Show HN: Full-fledged CRM inside your Inbox (Kind of Rapportive for Sales Teams) - sameet
http://crminbox.com

======
sameet
<http://crminbox.com/screenshots>

Screenshot 1: Contextual / editable view when reading an email related to a
customer

Screenshot 2: Social profile of all people involved in the conversation /
account

Screenshot 3: Works well with other social plugins such as Rapportive

Screenshot 4: Activity stream view to look at a timeline of updates

\-------------------

CRMinbox is an attempt to integrate CRM deeply with the email.

Customer Relationship Management is largely about effective communication,
isn't it?

Isn't the point of communication itself a better place to manage customer
relationships...rather than trying to aggregate information about accounts,
deals, tasks, updates, contacts - in a separate silo - an independent
(sometimes loosely integrated) CRM app.

Trying to make the CRM (information) easy to access and update.

Example usage:

\- You open an email (from a customer / partner etc.)

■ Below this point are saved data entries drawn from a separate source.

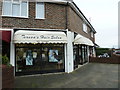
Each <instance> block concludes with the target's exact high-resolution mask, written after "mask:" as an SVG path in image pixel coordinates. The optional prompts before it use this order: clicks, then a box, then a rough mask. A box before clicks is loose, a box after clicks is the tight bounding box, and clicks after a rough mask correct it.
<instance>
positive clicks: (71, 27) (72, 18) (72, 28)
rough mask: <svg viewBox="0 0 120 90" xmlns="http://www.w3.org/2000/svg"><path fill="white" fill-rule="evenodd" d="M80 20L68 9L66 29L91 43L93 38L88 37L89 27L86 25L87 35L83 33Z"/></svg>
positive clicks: (71, 9)
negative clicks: (83, 38) (82, 36)
mask: <svg viewBox="0 0 120 90" xmlns="http://www.w3.org/2000/svg"><path fill="white" fill-rule="evenodd" d="M83 23H84V21H83V20H82V18H81V17H80V16H79V15H78V14H77V13H76V12H75V11H74V10H73V9H72V8H71V7H68V28H69V29H70V30H71V31H73V32H76V33H79V34H81V35H83V36H85V37H87V38H89V39H91V40H92V41H93V38H92V37H91V36H90V27H89V26H88V25H87V30H88V33H86V32H84V31H83Z"/></svg>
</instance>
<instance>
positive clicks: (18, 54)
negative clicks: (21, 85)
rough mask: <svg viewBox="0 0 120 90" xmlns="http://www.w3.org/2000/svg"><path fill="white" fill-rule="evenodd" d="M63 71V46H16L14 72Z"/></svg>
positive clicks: (44, 44) (55, 45)
mask: <svg viewBox="0 0 120 90" xmlns="http://www.w3.org/2000/svg"><path fill="white" fill-rule="evenodd" d="M54 70H57V71H58V70H64V45H58V44H56V45H53V44H48V45H47V44H43V45H40V44H39V45H21V44H20V45H16V72H22V73H24V72H41V71H54Z"/></svg>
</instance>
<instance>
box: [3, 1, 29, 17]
mask: <svg viewBox="0 0 120 90" xmlns="http://www.w3.org/2000/svg"><path fill="white" fill-rule="evenodd" d="M4 2H9V1H3V3H4ZM22 2H27V16H22V15H21V5H22ZM13 4H20V15H19V16H14V15H13V14H12V10H13V9H12V8H13ZM3 12H4V9H3V6H2V16H5V17H19V18H28V15H29V3H28V1H22V0H19V2H15V1H13V0H11V15H4V13H3Z"/></svg>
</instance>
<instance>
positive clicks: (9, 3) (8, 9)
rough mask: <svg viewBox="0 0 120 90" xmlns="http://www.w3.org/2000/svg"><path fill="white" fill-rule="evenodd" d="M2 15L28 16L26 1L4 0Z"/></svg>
mask: <svg viewBox="0 0 120 90" xmlns="http://www.w3.org/2000/svg"><path fill="white" fill-rule="evenodd" d="M3 15H4V16H15V17H17V16H18V17H28V2H27V1H20V0H4V2H3Z"/></svg>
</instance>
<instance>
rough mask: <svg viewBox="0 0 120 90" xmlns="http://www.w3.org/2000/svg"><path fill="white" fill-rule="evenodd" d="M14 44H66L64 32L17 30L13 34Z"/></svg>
mask: <svg viewBox="0 0 120 90" xmlns="http://www.w3.org/2000/svg"><path fill="white" fill-rule="evenodd" d="M14 43H32V44H36V43H67V37H66V34H65V33H64V32H57V31H26V30H19V31H16V32H15V34H14Z"/></svg>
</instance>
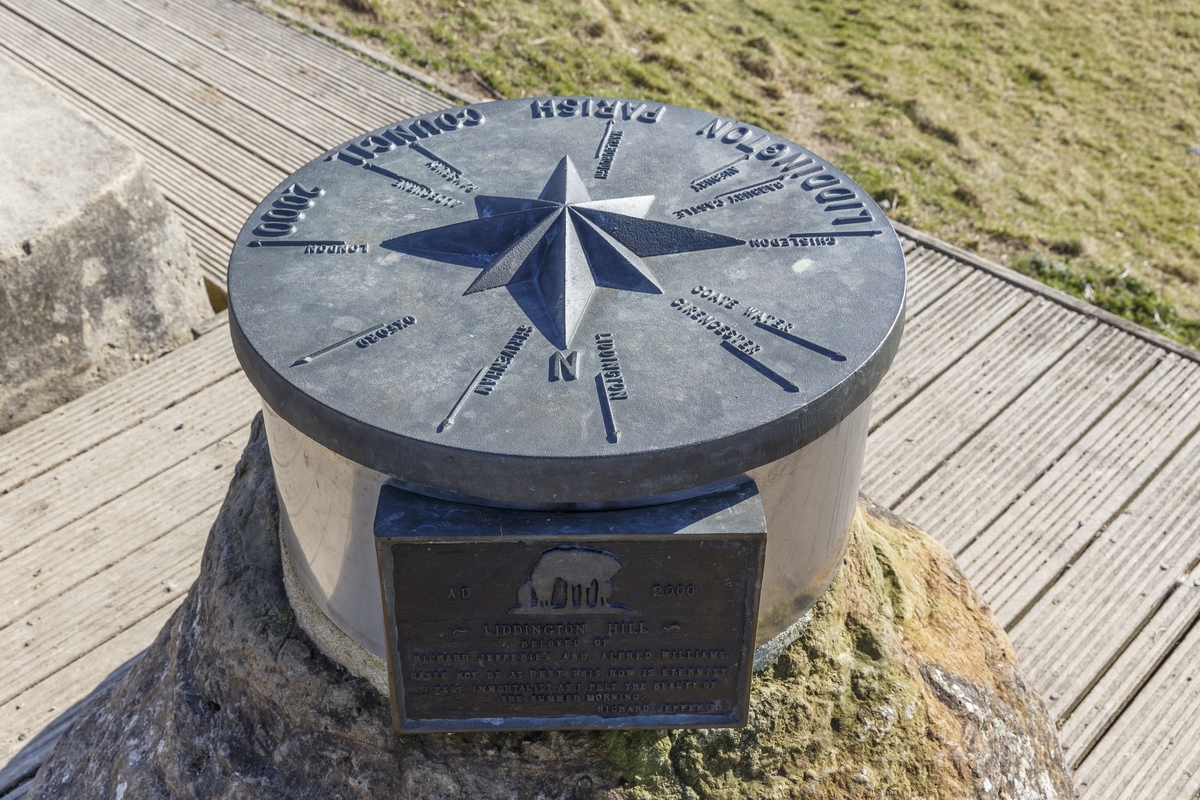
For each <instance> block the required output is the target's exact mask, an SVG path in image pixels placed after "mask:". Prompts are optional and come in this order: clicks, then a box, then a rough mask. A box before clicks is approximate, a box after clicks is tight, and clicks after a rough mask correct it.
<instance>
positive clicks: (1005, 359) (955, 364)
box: [863, 300, 1096, 530]
mask: <svg viewBox="0 0 1200 800" xmlns="http://www.w3.org/2000/svg"><path fill="white" fill-rule="evenodd" d="M1094 326H1096V321H1094V320H1091V319H1087V318H1086V317H1080V315H1079V314H1073V313H1070V312H1068V311H1066V309H1063V308H1062V307H1060V306H1056V305H1055V303H1052V302H1046V301H1042V300H1039V301H1037V302H1032V303H1028V305H1026V306H1024V307H1021V308H1020V311H1018V312H1016V313H1015V314H1013V315H1012V317H1009V318H1008V319H1007V320H1004V323H1003V324H1001V326H1000V327H997V329H996V330H995V331H992V332H991V335H990V336H988V338H986V339H984V341H983V342H982V343H980V344H979V345H978V347H977V348H974V349H972V350H971V351H970V353H968V354H966V355H965V356H964V357H962V359H961V360H959V361H958V362H956V363H955V365H954V366H953V367H950V368H949V369H947V371H946V372H944V373H942V374H941V375H940V377H938V378H937V380H936V381H934V384H932V385H930V386H928V387H925V389H924V390H923V391H920V392H919V393H918V395H917V396H916V397H913V399H912V402H911V403H908V404H906V405H905V407H904V408H901V409H900V410H899V411H898V413H896V414H895V415H893V416H892V417H890V419H889V420H888V421H887V423H886V425H882V426H881V427H877V428H876V429H875V431H874V432H871V434H870V437H869V438H868V440H866V461H865V463H864V473H863V491H864V492H865V493H866V494H868V495H869V497H870V498H871V499H872V500H875V501H876V503H881V504H883V505H884V506H887V507H889V509H892V507H895V506H896V504H898V503H900V501H901V500H904V499H905V498H906V497H908V494H910V493H911V492H912V491H913V489H914V488H916V487H917V486H919V485H920V483H922V482H923V481H924V480H925V479H926V477H928V476H929V475H930V474H932V473H934V471H935V470H936V469H937V468H938V467H940V465H941V464H942V463H944V462H946V459H948V458H949V457H950V456H953V455H954V453H955V452H956V451H958V450H959V449H960V447H962V445H964V444H966V443H967V441H970V440H971V439H972V438H973V437H974V435H976V434H977V433H978V432H979V429H980V428H983V427H985V426H986V425H988V423H989V422H990V421H991V420H992V419H994V417H996V416H997V415H998V414H1001V413H1002V411H1003V410H1004V408H1006V407H1008V404H1009V403H1012V402H1013V401H1014V399H1015V398H1016V397H1019V396H1020V395H1021V392H1024V391H1025V390H1026V389H1027V387H1028V386H1030V385H1032V384H1033V383H1034V381H1037V380H1038V379H1039V378H1040V377H1042V375H1043V374H1044V373H1045V372H1046V371H1048V369H1049V368H1050V367H1052V366H1054V365H1055V363H1056V362H1057V361H1058V360H1060V359H1062V357H1063V356H1066V355H1068V354H1069V353H1070V351H1072V348H1074V347H1075V345H1076V344H1079V343H1080V342H1081V341H1082V339H1084V337H1085V336H1086V335H1087V333H1088V332H1091V331H1092V329H1093V327H1094ZM980 500H984V499H980ZM973 501H974V499H973ZM913 519H914V522H917V523H920V522H922V521H920V519H919V518H913ZM926 530H931V529H928V528H926Z"/></svg>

\- Corresponding account(s) are automatically identified and related
information - deals/contacts/tasks/social profiles of people invovled - is
shown in a contextual sidebar right next to the email.

\- You need to post a status update / change the status of a deal. So you
click on the piece of information you wish to edit, change it, press enter -
done.

No going through several clicks / postbacks...no need to leave your Inbox,
head to another system to log/share/update information.